Branded entertainment: produtoras investem em novas narrativas
O2 Filmes, PlayAction e Anonymous Content Brazil abordam os desafios de unir marcas e entretenimento

Alexandre Rodrigues revive o personagem Buscapé em curta-metragem da Vivo, produção da O2 Filmes (Crédito: Divulgação)
O branded entertainment vem ganhando espaço entre as produtoras ao aproximar marcas e público com narrativas mais criativas. Inserido no universo do branded content, o formato aposta no entretenimento para despertar interesse sem interromper a experiência da audiência.
“Existe um desejo por histórias mais longas. A marca está ali, com seus valores, mas é a história que deve conduzir a experiência e manter a atenção do público. Para isso, cliente, agência e produtora precisam estar alinhados”, fala Rejane Bicca, diretora executiva de projetos e negócios da O2 Filmes.
Um dos primeiros trabalhos da produtora nesse formato foi realizado em 2010 e partiu de um desejo revelado por Pelé: o de que seu último gol tivesse sido marcado com a camisa da seleção brasileira. No comercial, criado pela Y&R (atual VMLY&R), o atacante teve a oportunidade de voltar a campo e marcar seu último gol pela seleção, aos 70 anos.
A parceria com a operadora também resultou no videoclipe de Eduardo e Mônica, feito pela Africa a partir da música da Legião Urbana, e no curta Buscapé — De volta à Cidade de Deus, desenvolvido também em parceria com a VMLY&R para a Vivo e a Motorola e centrado no reencontro com o personagem do longa-metragem.
Mais recentemente, a produtora assinou “O Amuleto”, criado pela WMcCann para a Chevrolet e conectado ao universo de Brasil 70 — A Saga do Tri, série da Netflix e ainda participou de “No Frame Missed”, da TBWA\Media Arts Lab para a Apple, que acompanha pessoas com Parkinson ao utilizarem recursos de estabilização de imagem e controle por voz do iPhone.

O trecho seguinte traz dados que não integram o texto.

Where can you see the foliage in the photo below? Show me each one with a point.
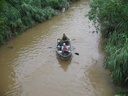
(110, 18)
(18, 15)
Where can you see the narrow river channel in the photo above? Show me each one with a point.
(29, 66)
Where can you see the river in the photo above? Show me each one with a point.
(29, 66)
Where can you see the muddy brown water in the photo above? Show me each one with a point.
(29, 66)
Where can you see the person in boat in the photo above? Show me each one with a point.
(64, 48)
(59, 44)
(64, 37)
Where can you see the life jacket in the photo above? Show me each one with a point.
(64, 48)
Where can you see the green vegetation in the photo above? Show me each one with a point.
(111, 19)
(18, 15)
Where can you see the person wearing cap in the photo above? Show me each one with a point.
(64, 37)
(64, 47)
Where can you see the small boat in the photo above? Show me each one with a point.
(64, 55)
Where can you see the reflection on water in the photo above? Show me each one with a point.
(64, 63)
(29, 67)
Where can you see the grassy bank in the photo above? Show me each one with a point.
(111, 17)
(18, 15)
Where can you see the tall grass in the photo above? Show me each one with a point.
(110, 18)
(18, 15)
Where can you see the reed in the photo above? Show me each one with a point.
(110, 18)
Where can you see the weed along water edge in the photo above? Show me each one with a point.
(30, 68)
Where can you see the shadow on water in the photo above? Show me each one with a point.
(64, 63)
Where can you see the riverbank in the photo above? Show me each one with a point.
(17, 16)
(112, 17)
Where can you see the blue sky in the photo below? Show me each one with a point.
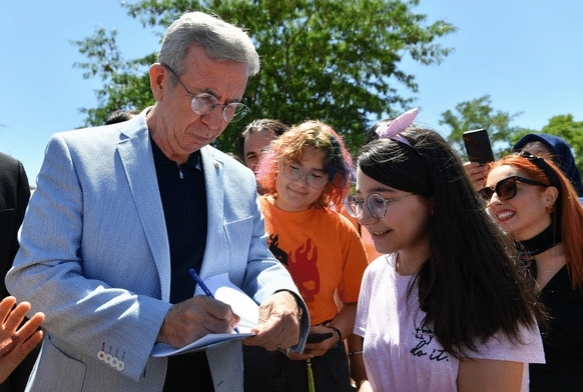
(526, 54)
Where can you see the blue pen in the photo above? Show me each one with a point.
(203, 287)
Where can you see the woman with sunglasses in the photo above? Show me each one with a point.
(534, 202)
(305, 172)
(446, 309)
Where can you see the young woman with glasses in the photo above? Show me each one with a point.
(305, 172)
(535, 203)
(447, 308)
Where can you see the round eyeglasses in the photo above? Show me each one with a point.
(314, 180)
(376, 204)
(506, 188)
(204, 103)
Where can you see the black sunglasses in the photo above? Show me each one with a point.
(506, 188)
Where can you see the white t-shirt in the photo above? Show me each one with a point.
(401, 356)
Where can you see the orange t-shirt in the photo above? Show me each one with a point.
(323, 253)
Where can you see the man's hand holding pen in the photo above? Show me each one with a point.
(194, 318)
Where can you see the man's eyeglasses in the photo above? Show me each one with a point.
(294, 173)
(376, 204)
(204, 103)
(506, 188)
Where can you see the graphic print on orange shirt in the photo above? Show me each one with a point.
(301, 264)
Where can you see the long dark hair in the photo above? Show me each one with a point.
(472, 285)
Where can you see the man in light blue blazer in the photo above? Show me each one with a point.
(121, 213)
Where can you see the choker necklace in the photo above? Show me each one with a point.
(539, 243)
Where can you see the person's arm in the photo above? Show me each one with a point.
(340, 327)
(16, 343)
(488, 375)
(356, 358)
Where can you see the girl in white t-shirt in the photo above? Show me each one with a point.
(448, 307)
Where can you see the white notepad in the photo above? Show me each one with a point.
(225, 291)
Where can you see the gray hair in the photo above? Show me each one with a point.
(220, 40)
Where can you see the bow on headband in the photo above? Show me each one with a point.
(398, 125)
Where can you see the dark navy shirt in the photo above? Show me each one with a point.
(183, 193)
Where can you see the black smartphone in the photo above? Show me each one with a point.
(319, 337)
(478, 146)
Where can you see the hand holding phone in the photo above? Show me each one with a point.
(478, 146)
(319, 337)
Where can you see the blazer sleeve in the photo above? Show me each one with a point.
(87, 301)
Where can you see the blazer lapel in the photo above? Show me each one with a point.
(135, 152)
(215, 214)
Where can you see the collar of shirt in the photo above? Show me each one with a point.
(160, 159)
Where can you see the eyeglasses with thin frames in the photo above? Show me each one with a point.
(314, 180)
(204, 103)
(376, 204)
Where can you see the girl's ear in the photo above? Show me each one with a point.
(550, 196)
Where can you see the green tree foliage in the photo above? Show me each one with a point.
(566, 128)
(336, 61)
(478, 113)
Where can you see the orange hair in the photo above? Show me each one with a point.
(289, 147)
(569, 207)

“Manter a atenção do espectador em um conteúdo de marca exige mais do que inserir o anunciante na narrativa. Como o formato ainda é novo, o roteiro funciona como uma base de segurança para o projeto e precisa ser conduzido por profissionais experientes, capazes de gerar emoção sem perder a essência da marca”, destaca.
Aposta de longo prazo
Luiza Maggessi, VP de PlayAction, produtora independente que faz parte do Play9 Content Group, afirma que um dos principais obstáculos é aprovar investimentos em produções nas quais a marca nem sempre apresenta diretamente seus produtos. A produtora é responsável pelos microdramas “Organização Pura”, do Banco BV, e “Plot Twist”, do ibis, marca da Accor.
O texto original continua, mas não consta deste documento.